Large granular lymphocytes are the cells which undergo apoptosis after contact with an infected cell. These cells are either CD3- NK or CD3+ T cells.⁸ The LGL clone has been shown to manifest in the context of an initially polyclonal immune response or an autoimmune process.⁴ The majority (80-90%) of patients with T-LGL leukemia show a CD3+CD8+CD57+CD56–CD28–, TCR- + phenotype.²

Clonality of T LGL is mostly demonstrated by TCR- PCR analyses. Flow cytometric T-cell receptor V repertoire analysis can also be used for diagnosis of a clonal T-cell population.^9,10

One of the largest series published from France revealed that 51% of LGL leukemia patients were diagnosed with hyperlymphocytosis.⁵ Neutropenia was found to be more frequent than anemia and thrombocytopenia.
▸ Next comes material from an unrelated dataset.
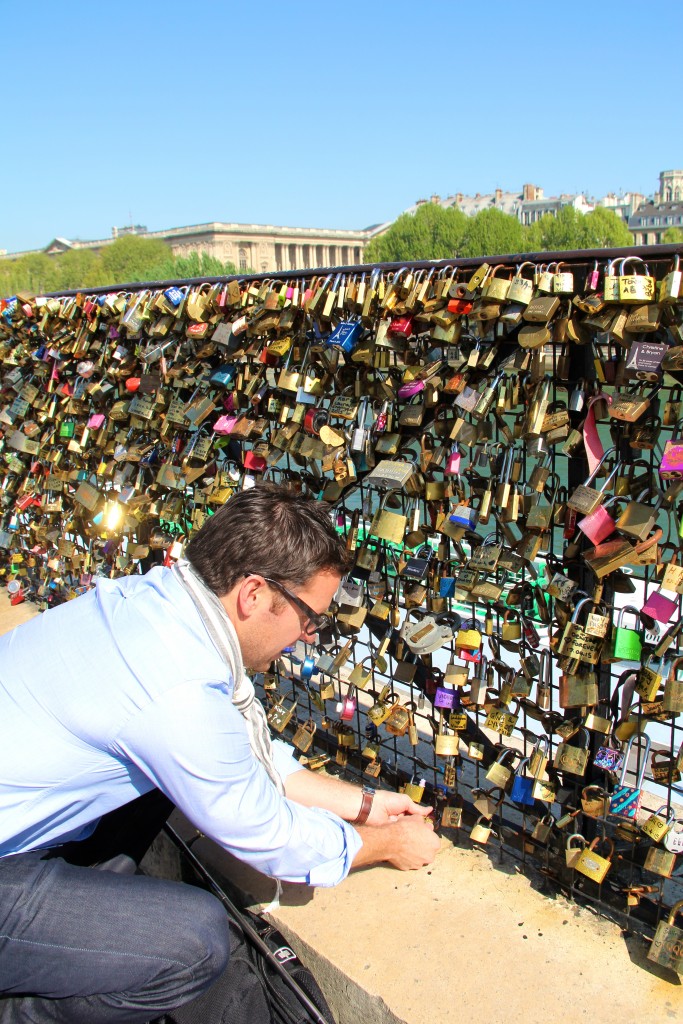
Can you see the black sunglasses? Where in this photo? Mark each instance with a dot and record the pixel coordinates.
(314, 622)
Severe neutropenia was associated with recurrent infections.¹¹ Our patient was not neutropenic or anemic when he was diagnosed but his lymphocyte count was more than 10×10⁹/L. Rheumatoid factor and antinuclear antibodies can be detected in patients with LGL leukemia and autoimmune diseases such as rheumatoid artritis. Rheumatoid factor and ANA levels were normal in our patient and there were no symptoms that could be related to any autoimmune disease. Splenomegaly ranged from 19% to 50% in different series.^4,12 Splenectomy was reported to be a valid therapeutic option in cases of T- LGL leukemia with splenomegaly and refractory cytopenia.¹² Interestingly, in our patient, increase in the LGL count appeared approximately two years after splenectomy.
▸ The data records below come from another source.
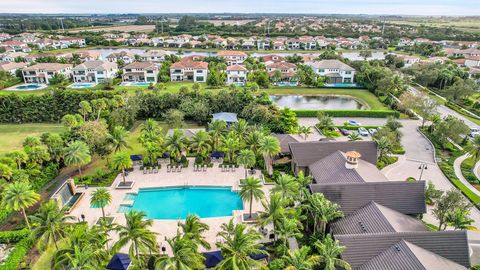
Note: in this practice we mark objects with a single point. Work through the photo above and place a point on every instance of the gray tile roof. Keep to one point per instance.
(306, 153)
(404, 197)
(331, 169)
(375, 218)
(284, 140)
(405, 255)
(361, 248)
Reactive T-cell lymphoproliferation can be associated with malignancies. There are case reports of B-cell chronic lymphocytic leukemia, splenic lymphoma with villous lymphocytes, hairy cell leukemia, monocloncal gammopathy of undetermined significance (MGUS), and multiple myeloma associated with LGL leukemia.^13-15 In a French cohort, myelodysplasia and B-cell lymphoid neoplasms were diagnosed in 17% and 5% of patients, respectively. Only 2 patients were diagnosed as AML in this study. Autoreactive T cells were held responsible for the pathogenesis of T-LGL and association with aplastic anemia or myelodysplastic syndrome. But the exact pathogenesis of other hematologic malignancies and T-LGL must still be explained. All these neoplasms were reported to present from six to 16 years before the diagnosis of LGL proliferation.⁵ In our patient, LGL proliferation progressed in the second year of AML diagnosis and despite splenectomy.
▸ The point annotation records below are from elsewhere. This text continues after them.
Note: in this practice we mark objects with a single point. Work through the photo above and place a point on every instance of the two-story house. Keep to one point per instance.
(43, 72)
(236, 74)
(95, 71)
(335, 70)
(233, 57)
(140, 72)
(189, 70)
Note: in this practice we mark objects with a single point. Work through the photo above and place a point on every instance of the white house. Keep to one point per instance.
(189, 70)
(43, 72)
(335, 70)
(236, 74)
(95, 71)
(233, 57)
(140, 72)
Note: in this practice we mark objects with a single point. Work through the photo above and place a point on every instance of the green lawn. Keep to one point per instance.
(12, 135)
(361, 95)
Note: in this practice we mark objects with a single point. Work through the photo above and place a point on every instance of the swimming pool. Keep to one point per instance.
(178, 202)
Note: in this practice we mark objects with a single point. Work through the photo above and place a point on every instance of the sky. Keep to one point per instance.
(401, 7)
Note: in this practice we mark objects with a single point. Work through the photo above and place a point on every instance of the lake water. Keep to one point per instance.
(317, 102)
The majority of LGL leukemia patients are symptomatic at the time of presentation. In a French cohort, 44% of the patients required treatment during follow up.⁵ But since our patient was asymptomatic except for weakness in his legs, for the moment we have not started any therapy.

Conclusions

In conclusion, we report a patient diagnosed as LGL leukemia two years after the achievement of hematologic remission of AML and splenectomy. Concurrent AML and LGL leukemia diagnosis is extremely rare and our case is also interesting because of the occurence of LGL leukemia after splenectomy which is a modality used for its treatment.